Nathan Fillion zastanawia się nad przeszłością "Castle" i patrzy w przyszłość


Arek Tobiasz   Arek Tobiasz | 23-09-2013, 23:34:56


Nathan Fillion zastanawia się nad przeszłością

Nathan Fillion chce zapalić dynamit od papierosa.

Chce także włamać się do sejfu.

W rzeczywistości gwiazda "Castle" ma w pogotowiu, na swoim iPhonie, całą listę rzeczy, którą musi jeszcze zrobić jako aktor, czy do czego aspiruje.
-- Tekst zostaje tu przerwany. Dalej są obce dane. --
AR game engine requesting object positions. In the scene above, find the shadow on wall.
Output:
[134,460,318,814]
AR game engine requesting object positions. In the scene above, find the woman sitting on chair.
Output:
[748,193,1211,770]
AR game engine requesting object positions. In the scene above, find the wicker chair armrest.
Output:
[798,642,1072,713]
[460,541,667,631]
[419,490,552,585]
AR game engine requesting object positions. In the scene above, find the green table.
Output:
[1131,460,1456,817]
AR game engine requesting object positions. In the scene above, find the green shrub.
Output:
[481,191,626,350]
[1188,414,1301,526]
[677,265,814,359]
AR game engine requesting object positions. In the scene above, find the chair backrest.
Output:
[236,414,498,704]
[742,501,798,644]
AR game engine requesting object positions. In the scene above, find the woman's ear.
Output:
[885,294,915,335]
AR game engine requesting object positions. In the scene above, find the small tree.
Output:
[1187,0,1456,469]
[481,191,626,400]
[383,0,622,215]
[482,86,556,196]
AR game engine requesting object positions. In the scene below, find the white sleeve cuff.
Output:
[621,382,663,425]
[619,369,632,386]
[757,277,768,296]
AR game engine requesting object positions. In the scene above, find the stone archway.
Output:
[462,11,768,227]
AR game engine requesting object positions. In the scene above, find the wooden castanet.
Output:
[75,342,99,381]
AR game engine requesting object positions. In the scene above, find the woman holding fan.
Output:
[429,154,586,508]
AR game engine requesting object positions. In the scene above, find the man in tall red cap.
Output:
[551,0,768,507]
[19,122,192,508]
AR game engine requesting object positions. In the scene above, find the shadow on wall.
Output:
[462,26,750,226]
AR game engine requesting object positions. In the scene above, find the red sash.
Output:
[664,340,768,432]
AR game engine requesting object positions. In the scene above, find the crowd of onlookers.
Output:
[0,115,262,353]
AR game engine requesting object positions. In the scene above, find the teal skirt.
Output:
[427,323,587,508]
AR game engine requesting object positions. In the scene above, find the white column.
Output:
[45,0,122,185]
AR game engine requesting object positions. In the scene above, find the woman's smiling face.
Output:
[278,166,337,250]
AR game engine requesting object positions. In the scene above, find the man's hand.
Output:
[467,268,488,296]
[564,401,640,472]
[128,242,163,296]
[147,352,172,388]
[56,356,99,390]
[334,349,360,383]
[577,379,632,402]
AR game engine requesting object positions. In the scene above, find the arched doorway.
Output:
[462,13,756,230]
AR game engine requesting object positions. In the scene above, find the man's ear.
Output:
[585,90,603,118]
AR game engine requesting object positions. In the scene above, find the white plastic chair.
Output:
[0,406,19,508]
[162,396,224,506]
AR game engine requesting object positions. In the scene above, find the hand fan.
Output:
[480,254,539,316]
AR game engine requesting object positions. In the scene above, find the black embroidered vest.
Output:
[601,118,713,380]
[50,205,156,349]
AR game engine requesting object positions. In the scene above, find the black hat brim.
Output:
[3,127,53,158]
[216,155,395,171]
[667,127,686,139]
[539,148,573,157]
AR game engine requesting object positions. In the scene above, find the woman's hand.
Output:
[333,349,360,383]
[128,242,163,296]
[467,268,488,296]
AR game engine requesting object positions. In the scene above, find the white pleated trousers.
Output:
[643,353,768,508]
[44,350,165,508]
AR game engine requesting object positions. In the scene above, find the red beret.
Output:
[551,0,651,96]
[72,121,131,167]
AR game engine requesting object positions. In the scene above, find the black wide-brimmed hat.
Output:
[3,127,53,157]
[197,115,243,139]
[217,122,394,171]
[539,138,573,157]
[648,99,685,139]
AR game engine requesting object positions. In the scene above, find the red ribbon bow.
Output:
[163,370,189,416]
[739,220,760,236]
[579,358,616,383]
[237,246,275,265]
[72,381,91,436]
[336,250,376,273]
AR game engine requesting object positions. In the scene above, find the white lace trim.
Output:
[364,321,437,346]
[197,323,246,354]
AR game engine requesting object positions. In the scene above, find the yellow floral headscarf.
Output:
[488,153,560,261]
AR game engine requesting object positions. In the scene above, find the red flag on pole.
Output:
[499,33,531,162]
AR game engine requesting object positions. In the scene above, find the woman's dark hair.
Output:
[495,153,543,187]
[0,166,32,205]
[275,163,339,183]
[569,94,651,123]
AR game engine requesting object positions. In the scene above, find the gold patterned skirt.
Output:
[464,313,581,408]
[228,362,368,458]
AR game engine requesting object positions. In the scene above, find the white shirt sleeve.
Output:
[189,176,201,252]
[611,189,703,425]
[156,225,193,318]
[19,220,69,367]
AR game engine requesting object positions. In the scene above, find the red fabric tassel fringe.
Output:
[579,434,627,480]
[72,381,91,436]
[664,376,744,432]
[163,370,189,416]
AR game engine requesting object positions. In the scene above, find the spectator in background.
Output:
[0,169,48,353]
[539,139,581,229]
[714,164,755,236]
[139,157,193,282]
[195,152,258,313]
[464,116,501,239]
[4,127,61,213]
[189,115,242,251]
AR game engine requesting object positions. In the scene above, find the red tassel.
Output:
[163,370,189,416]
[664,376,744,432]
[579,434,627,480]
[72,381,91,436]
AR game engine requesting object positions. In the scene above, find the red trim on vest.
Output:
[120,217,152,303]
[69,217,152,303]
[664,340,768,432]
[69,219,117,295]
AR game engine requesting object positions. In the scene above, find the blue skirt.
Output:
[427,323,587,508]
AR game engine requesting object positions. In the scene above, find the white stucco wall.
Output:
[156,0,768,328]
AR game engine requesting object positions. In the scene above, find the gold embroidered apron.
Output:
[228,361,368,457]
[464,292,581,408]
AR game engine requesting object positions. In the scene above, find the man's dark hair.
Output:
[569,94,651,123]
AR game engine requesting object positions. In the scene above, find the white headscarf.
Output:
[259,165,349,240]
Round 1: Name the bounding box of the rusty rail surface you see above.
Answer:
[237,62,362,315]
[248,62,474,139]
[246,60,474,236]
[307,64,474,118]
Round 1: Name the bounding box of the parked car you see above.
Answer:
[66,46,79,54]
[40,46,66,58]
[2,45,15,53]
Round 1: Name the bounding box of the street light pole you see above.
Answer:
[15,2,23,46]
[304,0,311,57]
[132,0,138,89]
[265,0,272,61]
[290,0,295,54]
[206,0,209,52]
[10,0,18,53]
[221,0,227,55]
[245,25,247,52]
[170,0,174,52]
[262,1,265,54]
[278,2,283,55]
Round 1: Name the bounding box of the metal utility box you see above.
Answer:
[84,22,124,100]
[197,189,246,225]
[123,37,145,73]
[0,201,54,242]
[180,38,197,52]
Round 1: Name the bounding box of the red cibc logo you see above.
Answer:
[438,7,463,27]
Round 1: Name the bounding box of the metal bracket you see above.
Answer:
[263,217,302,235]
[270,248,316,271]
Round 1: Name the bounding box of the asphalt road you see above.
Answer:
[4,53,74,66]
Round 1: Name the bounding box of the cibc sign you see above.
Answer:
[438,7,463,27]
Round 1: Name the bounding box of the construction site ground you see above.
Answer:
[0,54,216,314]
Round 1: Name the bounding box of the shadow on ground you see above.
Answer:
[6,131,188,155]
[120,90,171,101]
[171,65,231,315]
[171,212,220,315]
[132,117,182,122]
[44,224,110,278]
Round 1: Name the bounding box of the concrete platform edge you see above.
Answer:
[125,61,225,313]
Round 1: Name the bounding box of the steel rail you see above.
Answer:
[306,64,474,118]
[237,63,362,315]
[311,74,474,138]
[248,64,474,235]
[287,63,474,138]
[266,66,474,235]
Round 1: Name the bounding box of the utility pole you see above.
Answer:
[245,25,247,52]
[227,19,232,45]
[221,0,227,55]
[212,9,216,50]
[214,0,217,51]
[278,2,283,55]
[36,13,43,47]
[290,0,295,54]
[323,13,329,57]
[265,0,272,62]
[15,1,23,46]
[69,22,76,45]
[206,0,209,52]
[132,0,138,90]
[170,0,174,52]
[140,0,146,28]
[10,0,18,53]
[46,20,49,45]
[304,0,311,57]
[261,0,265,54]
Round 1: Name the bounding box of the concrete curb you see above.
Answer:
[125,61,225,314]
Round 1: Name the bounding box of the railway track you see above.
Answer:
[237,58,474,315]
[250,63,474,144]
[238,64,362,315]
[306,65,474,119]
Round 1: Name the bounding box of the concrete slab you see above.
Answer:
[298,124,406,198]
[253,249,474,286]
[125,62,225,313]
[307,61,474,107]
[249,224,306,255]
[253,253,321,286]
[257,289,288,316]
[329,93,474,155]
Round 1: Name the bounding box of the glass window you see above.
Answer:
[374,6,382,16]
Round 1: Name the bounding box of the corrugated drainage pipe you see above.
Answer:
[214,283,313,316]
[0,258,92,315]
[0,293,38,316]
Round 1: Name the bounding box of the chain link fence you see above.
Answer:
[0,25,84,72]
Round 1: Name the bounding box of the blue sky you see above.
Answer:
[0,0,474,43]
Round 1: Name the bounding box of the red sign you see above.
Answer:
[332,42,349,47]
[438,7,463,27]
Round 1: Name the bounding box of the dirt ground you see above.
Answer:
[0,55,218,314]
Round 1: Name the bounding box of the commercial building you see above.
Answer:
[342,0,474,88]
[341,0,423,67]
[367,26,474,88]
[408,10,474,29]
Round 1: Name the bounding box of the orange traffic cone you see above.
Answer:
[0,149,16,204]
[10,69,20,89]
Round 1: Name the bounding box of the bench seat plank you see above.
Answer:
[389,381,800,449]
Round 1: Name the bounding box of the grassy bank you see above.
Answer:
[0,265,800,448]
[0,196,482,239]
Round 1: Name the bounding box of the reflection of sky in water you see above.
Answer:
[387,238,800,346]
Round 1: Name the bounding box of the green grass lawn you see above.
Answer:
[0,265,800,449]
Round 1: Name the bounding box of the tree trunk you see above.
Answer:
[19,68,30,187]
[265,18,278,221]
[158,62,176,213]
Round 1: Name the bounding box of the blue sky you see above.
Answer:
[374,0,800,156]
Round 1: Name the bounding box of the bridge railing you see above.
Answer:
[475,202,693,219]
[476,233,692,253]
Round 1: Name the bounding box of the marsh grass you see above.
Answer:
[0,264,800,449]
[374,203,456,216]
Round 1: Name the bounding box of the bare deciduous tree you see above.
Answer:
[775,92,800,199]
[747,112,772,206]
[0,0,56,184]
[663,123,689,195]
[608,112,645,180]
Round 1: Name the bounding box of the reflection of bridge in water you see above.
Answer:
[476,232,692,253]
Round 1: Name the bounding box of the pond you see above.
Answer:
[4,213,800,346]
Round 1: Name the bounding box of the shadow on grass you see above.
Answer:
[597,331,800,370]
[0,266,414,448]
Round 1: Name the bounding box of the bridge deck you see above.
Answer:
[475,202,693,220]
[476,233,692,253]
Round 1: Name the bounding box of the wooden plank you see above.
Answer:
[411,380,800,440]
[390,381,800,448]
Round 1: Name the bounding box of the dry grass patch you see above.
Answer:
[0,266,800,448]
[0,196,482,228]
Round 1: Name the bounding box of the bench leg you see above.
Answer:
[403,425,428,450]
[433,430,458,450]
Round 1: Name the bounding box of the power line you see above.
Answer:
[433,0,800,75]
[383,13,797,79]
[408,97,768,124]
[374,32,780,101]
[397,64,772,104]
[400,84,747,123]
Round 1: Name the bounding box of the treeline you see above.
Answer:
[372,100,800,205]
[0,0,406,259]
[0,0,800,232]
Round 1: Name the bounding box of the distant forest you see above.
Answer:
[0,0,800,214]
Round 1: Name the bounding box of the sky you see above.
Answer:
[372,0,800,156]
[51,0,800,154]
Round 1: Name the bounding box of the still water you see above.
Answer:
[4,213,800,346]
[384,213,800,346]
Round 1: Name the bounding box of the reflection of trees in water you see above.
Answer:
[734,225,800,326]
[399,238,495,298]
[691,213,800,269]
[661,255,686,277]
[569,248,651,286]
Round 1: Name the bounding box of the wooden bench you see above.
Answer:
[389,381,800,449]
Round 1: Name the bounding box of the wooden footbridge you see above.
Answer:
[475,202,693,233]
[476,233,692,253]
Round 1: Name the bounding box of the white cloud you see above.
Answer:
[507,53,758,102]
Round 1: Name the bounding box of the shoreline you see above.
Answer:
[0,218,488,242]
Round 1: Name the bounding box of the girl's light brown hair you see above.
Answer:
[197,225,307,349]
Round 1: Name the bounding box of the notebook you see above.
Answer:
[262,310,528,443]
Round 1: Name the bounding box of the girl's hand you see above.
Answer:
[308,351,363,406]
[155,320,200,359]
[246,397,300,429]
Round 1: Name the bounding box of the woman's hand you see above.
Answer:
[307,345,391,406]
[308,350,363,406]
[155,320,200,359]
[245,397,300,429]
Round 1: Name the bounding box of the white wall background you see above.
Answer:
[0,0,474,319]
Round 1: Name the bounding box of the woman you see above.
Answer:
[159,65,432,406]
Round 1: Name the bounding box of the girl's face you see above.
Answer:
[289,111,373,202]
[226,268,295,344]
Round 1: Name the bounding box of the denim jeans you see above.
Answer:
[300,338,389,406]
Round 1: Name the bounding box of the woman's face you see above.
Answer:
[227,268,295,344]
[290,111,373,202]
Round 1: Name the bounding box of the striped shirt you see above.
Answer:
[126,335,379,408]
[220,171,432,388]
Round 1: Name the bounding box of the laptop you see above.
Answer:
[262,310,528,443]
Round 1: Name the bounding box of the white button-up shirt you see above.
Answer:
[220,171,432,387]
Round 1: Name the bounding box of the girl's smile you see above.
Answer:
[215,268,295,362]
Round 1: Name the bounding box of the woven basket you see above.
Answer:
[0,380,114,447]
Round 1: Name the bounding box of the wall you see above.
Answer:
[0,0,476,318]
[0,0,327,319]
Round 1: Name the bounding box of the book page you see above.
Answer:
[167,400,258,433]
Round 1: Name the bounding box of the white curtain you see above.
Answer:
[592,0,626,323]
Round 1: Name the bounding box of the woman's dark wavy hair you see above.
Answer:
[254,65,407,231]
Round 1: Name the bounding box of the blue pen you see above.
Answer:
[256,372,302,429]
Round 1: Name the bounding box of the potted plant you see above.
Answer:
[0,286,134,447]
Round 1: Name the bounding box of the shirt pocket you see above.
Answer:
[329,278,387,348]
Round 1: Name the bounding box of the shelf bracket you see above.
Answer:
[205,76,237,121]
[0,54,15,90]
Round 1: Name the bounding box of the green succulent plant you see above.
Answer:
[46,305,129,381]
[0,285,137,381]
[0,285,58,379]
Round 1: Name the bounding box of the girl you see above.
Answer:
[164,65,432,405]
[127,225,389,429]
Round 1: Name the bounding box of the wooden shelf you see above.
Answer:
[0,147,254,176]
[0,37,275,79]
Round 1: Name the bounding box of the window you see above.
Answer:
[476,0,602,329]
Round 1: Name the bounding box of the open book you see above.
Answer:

Pewnego dnia.


"Posadzić samolot... Zagrać siebie podwójnie... Wcisnąć przycisk detonatora..." - wyczytuje ze swojej listy "rzeczy do zrobienia" w czasie swojej wizyty na planie dramatu ABC. Kontynuując: "Użyć detonatora... Wyjść z eksplozji w zwolnionym tempie... Rozbroić bombę..." - Fillin się zatrzymuje, a następnie ustawia swój kciuk na przycisku Backspace. "Właściwie mogę wykasować to ostatnie. Zrobiłem to" - w odcinku "Casle" w zeszłym sezonie, "Still".

POŚLUBIĆ FACETA? | Jako pisarz Richard Castle, Fillion w rzeczywistości pomógł swojej partnerce w rozwiązywaniu zbrodni, Kate Beckett (w tej roli Stana Katic), "rozbroić" wszelkiego rodzaju intensywne sytuacje. Ale jak piąty sezon zbliżał się do końca, przysłowiowa lampka paliła się w sprawie ich największej współpracy: romansu.

Podsumowując: Przez cztery lata, Castle i nowojorska detektyw istotnie obracali się wokół swoich coraz większych uczuć do siebie, w końcu wyjawiając swoje żądze w finale czwartego sezonu. W zeszłym sezonie starali się, z pewnym (choć krótkotrwałym) sukcesem, utrzymać ich związek w tajemnicy na 12. posterunku. Wszystko to zbudowało majowy finał sezonu, w którym Castle wyskoczył przed swoją miłością z pierścionkiem i pytaniem: "Katherine Houghton Beckett - wyjdziesz za mnie?"

Sprawienie, aby Rick znalazł się na klęczkach nie było łatwe, jak rozwijał się piąty sezon. W rzeczywistości widzowie - i sama Kate - zastanawiali się czy nie powinien znaleźć innego sposobu na swoją mowę na huśtawkach i walczyć o ich związek. Przecież w poprzednim odcinku znaleźliśmy Kate poddała pod znak zapytania zainteresowanie Ricka jeśli chodzi o nią, po tym jak pojawił się przystojny konkurent (w tej roli Ioan Gruffudd w odcinku “The Squab and the Quail”).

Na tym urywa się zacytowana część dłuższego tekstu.